3 amies en quête de sens
Assises côte à côte dans un espace de coworking parisien, Clotilde Buisson, Gwenaëlle Rivière et Clara Piolatto, trois architectes de formation, cherchent à redonner un sens à leur travail. Toutes les trois viennent d’horizons différents, donnant au groupe une belle complémentarité. Ensemble, elles ont créé l’association « Faire Avec », pour lutter contre la précarité dans le domaine de l’habitat.
« Faire Avec », c’est d’abord un double-constat : le secteur du bâtiment en France génère environ 50 millions de tonnes de déchets par an. En parallèle, deux millions de français sont en situation de mal-logement.
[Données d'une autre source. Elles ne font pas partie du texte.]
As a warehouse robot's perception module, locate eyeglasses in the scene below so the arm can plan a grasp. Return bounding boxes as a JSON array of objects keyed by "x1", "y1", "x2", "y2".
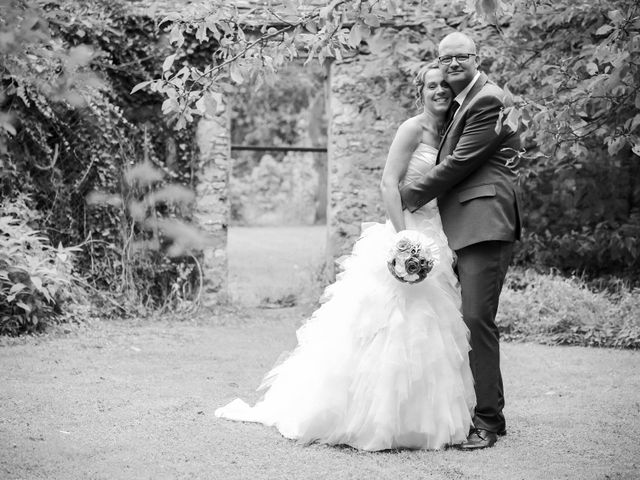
[{"x1": 438, "y1": 53, "x2": 476, "y2": 65}]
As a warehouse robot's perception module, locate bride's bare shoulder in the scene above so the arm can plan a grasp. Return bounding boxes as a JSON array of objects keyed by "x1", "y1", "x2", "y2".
[{"x1": 398, "y1": 116, "x2": 422, "y2": 139}]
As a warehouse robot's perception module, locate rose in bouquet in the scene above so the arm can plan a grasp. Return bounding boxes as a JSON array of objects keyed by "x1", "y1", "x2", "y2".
[{"x1": 387, "y1": 230, "x2": 440, "y2": 283}]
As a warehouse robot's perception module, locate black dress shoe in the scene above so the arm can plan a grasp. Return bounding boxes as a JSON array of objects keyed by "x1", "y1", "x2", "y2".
[{"x1": 458, "y1": 428, "x2": 498, "y2": 450}]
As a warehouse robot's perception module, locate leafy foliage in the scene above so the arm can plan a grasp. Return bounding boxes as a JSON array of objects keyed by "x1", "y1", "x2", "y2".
[
  {"x1": 149, "y1": 0, "x2": 640, "y2": 281},
  {"x1": 0, "y1": 1, "x2": 208, "y2": 324},
  {"x1": 0, "y1": 197, "x2": 84, "y2": 335},
  {"x1": 496, "y1": 269, "x2": 640, "y2": 349},
  {"x1": 480, "y1": 0, "x2": 640, "y2": 281}
]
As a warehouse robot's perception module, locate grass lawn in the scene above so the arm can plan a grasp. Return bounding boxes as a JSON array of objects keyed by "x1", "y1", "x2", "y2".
[
  {"x1": 0, "y1": 307, "x2": 640, "y2": 480},
  {"x1": 0, "y1": 227, "x2": 640, "y2": 480}
]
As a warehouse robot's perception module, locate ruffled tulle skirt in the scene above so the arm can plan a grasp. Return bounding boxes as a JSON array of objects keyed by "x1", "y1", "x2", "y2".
[{"x1": 215, "y1": 208, "x2": 475, "y2": 450}]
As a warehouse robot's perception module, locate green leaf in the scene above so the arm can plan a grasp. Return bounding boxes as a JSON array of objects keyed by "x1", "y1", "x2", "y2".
[
  {"x1": 587, "y1": 62, "x2": 598, "y2": 76},
  {"x1": 16, "y1": 302, "x2": 32, "y2": 313},
  {"x1": 362, "y1": 13, "x2": 380, "y2": 27},
  {"x1": 596, "y1": 24, "x2": 615, "y2": 36},
  {"x1": 229, "y1": 63, "x2": 244, "y2": 84},
  {"x1": 169, "y1": 24, "x2": 184, "y2": 48},
  {"x1": 162, "y1": 53, "x2": 176, "y2": 72},
  {"x1": 349, "y1": 23, "x2": 362, "y2": 47},
  {"x1": 130, "y1": 80, "x2": 152, "y2": 95}
]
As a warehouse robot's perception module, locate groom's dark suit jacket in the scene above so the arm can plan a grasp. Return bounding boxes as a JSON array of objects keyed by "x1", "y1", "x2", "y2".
[{"x1": 400, "y1": 73, "x2": 521, "y2": 250}]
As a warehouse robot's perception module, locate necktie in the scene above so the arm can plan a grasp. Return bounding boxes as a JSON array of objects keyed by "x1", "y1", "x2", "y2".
[
  {"x1": 440, "y1": 100, "x2": 460, "y2": 136},
  {"x1": 445, "y1": 100, "x2": 460, "y2": 128}
]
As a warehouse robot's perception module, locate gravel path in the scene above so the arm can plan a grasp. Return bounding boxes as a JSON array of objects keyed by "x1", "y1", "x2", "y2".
[{"x1": 0, "y1": 308, "x2": 640, "y2": 480}]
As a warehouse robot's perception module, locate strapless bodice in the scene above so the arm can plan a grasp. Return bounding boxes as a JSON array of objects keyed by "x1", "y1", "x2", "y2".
[{"x1": 401, "y1": 143, "x2": 438, "y2": 185}]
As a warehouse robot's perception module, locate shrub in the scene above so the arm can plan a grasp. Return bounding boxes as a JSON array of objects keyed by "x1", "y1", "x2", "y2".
[
  {"x1": 0, "y1": 198, "x2": 83, "y2": 335},
  {"x1": 496, "y1": 270, "x2": 640, "y2": 349}
]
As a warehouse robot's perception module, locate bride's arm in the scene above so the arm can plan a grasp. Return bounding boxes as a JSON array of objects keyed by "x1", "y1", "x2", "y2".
[{"x1": 380, "y1": 119, "x2": 422, "y2": 232}]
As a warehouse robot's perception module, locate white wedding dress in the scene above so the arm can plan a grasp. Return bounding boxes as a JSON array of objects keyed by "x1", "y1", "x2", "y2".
[{"x1": 215, "y1": 143, "x2": 475, "y2": 450}]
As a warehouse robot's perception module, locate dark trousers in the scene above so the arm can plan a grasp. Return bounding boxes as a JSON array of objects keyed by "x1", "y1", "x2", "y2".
[{"x1": 456, "y1": 241, "x2": 513, "y2": 432}]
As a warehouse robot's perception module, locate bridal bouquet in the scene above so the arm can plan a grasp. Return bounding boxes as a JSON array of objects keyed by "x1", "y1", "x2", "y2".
[{"x1": 387, "y1": 230, "x2": 440, "y2": 283}]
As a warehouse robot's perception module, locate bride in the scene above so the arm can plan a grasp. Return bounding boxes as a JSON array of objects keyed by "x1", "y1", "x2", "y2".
[{"x1": 215, "y1": 67, "x2": 475, "y2": 451}]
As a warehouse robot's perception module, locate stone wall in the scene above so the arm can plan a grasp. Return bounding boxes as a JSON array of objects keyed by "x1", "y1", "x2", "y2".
[
  {"x1": 195, "y1": 104, "x2": 231, "y2": 307},
  {"x1": 326, "y1": 55, "x2": 399, "y2": 277}
]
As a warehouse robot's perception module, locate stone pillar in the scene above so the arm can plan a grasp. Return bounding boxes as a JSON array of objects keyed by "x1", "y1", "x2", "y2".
[
  {"x1": 195, "y1": 100, "x2": 231, "y2": 307},
  {"x1": 326, "y1": 56, "x2": 399, "y2": 278}
]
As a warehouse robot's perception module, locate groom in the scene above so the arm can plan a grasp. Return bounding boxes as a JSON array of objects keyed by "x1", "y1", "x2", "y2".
[{"x1": 400, "y1": 32, "x2": 520, "y2": 450}]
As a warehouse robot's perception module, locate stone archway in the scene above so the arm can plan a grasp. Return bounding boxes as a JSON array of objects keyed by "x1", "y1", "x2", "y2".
[{"x1": 196, "y1": 51, "x2": 396, "y2": 306}]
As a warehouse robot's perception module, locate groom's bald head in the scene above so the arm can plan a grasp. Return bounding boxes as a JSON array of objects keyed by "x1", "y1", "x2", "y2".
[
  {"x1": 438, "y1": 32, "x2": 478, "y2": 95},
  {"x1": 438, "y1": 32, "x2": 478, "y2": 55}
]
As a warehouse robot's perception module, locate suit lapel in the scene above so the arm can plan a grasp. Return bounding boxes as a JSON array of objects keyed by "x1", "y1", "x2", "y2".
[{"x1": 436, "y1": 72, "x2": 489, "y2": 163}]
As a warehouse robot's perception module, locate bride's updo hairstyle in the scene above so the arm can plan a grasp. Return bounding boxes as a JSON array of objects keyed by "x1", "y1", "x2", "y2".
[{"x1": 413, "y1": 60, "x2": 439, "y2": 108}]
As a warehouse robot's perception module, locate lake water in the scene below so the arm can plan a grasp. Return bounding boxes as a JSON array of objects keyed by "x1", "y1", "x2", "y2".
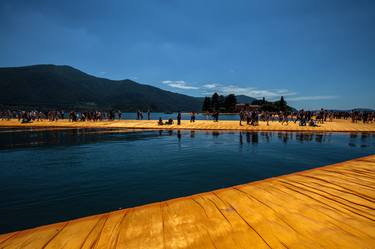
[{"x1": 0, "y1": 129, "x2": 375, "y2": 233}]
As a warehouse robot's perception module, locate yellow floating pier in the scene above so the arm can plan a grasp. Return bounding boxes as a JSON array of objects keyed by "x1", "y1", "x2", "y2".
[
  {"x1": 0, "y1": 119, "x2": 375, "y2": 132},
  {"x1": 0, "y1": 155, "x2": 375, "y2": 249}
]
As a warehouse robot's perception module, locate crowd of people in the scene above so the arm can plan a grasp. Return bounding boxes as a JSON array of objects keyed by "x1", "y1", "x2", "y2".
[
  {"x1": 0, "y1": 109, "x2": 375, "y2": 126},
  {"x1": 0, "y1": 110, "x2": 122, "y2": 123},
  {"x1": 239, "y1": 109, "x2": 375, "y2": 126}
]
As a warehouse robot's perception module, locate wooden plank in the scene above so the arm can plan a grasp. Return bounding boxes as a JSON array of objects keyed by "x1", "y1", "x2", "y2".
[
  {"x1": 0, "y1": 119, "x2": 375, "y2": 132},
  {"x1": 0, "y1": 155, "x2": 375, "y2": 249}
]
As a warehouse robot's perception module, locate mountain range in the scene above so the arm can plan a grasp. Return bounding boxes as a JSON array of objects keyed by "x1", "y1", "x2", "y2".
[{"x1": 0, "y1": 65, "x2": 262, "y2": 111}]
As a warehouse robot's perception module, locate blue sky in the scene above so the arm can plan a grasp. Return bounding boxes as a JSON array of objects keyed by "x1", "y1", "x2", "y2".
[{"x1": 0, "y1": 0, "x2": 375, "y2": 109}]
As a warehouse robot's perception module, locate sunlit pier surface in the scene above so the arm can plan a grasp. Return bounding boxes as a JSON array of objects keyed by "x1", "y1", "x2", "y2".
[
  {"x1": 0, "y1": 119, "x2": 375, "y2": 132},
  {"x1": 0, "y1": 155, "x2": 375, "y2": 249}
]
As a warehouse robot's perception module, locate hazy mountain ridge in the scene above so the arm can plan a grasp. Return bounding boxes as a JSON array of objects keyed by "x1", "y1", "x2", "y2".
[{"x1": 0, "y1": 65, "x2": 206, "y2": 111}]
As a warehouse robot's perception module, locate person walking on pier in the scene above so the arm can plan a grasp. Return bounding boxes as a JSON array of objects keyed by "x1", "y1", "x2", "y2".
[
  {"x1": 177, "y1": 112, "x2": 181, "y2": 125},
  {"x1": 190, "y1": 112, "x2": 195, "y2": 123}
]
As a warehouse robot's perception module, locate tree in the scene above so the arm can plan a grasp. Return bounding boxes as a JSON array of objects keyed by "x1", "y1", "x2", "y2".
[
  {"x1": 202, "y1": 97, "x2": 211, "y2": 112},
  {"x1": 224, "y1": 94, "x2": 237, "y2": 112}
]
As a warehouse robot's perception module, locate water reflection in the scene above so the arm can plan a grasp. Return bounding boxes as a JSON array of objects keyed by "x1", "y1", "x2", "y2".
[{"x1": 0, "y1": 128, "x2": 375, "y2": 149}]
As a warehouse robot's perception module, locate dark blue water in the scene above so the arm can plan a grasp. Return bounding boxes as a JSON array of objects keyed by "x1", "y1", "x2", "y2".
[{"x1": 0, "y1": 129, "x2": 375, "y2": 233}]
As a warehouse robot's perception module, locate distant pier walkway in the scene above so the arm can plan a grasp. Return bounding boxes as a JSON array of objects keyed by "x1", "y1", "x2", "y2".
[
  {"x1": 0, "y1": 155, "x2": 375, "y2": 249},
  {"x1": 0, "y1": 119, "x2": 375, "y2": 132}
]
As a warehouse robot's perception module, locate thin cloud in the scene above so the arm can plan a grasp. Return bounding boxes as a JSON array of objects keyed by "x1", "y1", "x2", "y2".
[
  {"x1": 286, "y1": 95, "x2": 338, "y2": 101},
  {"x1": 202, "y1": 84, "x2": 218, "y2": 89},
  {"x1": 161, "y1": 80, "x2": 199, "y2": 90}
]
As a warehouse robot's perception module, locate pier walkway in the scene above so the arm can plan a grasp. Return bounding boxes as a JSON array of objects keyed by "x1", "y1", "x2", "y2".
[
  {"x1": 0, "y1": 155, "x2": 375, "y2": 249},
  {"x1": 0, "y1": 119, "x2": 375, "y2": 132}
]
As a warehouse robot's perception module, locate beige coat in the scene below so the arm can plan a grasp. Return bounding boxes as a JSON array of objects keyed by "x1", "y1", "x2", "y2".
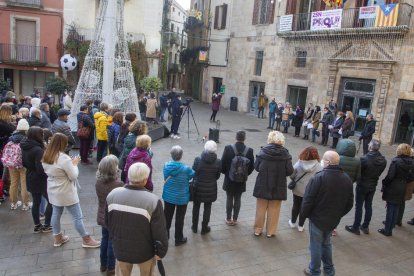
[{"x1": 145, "y1": 99, "x2": 158, "y2": 119}]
Les trois amies se sont alors mises en tête de trouver un moyen de valoriser ces ressources inutilisées comme solution à cette problématique de logement. Une mission que l’association s’évertue à mener depuis sa fondation en 2017.
Bienvenue aux fées du logement
Pour se faire, il a d’abord fallu trouver des sources d’approvisionnement. En effet, il y a un grand écart entre prendre conscience que des tonnes de matériaux sont inutilisées et jetées à la benne dans un état proche du neuf, en fin de chantier ou directement depuis les magasins, et le fait de pouvoir les récupérer et s’en servir. Dans un secteur qui a tendance à jeter facilement, difficile de convaincre les différents acteurs de procéder autrement.
Heureusement, des plateformes spécialisées dans le réemploi en bâtiment existent, permettant à l’association de se fournir en matériaux dans les premiers temps. « Faire Avec » commence par s’attaquer à un projet complexe, la rénovation du centre de réinsertion sociale Georges Dunand, dans le 14ème arrondissement de Paris. Ce premier projet leur permet de faire leurs armes en étant confronté à plusieurs problématiques profondes. L’objectif de base est simple : faire en sorte que les 54 habitants puissent disposer d’une chambre individuelle. De là, l’association rencontre plusieurs strates de détails à régler, qu’elle s’efforce de solutionner par un dialogue constant avec les habitants et responsables du centre.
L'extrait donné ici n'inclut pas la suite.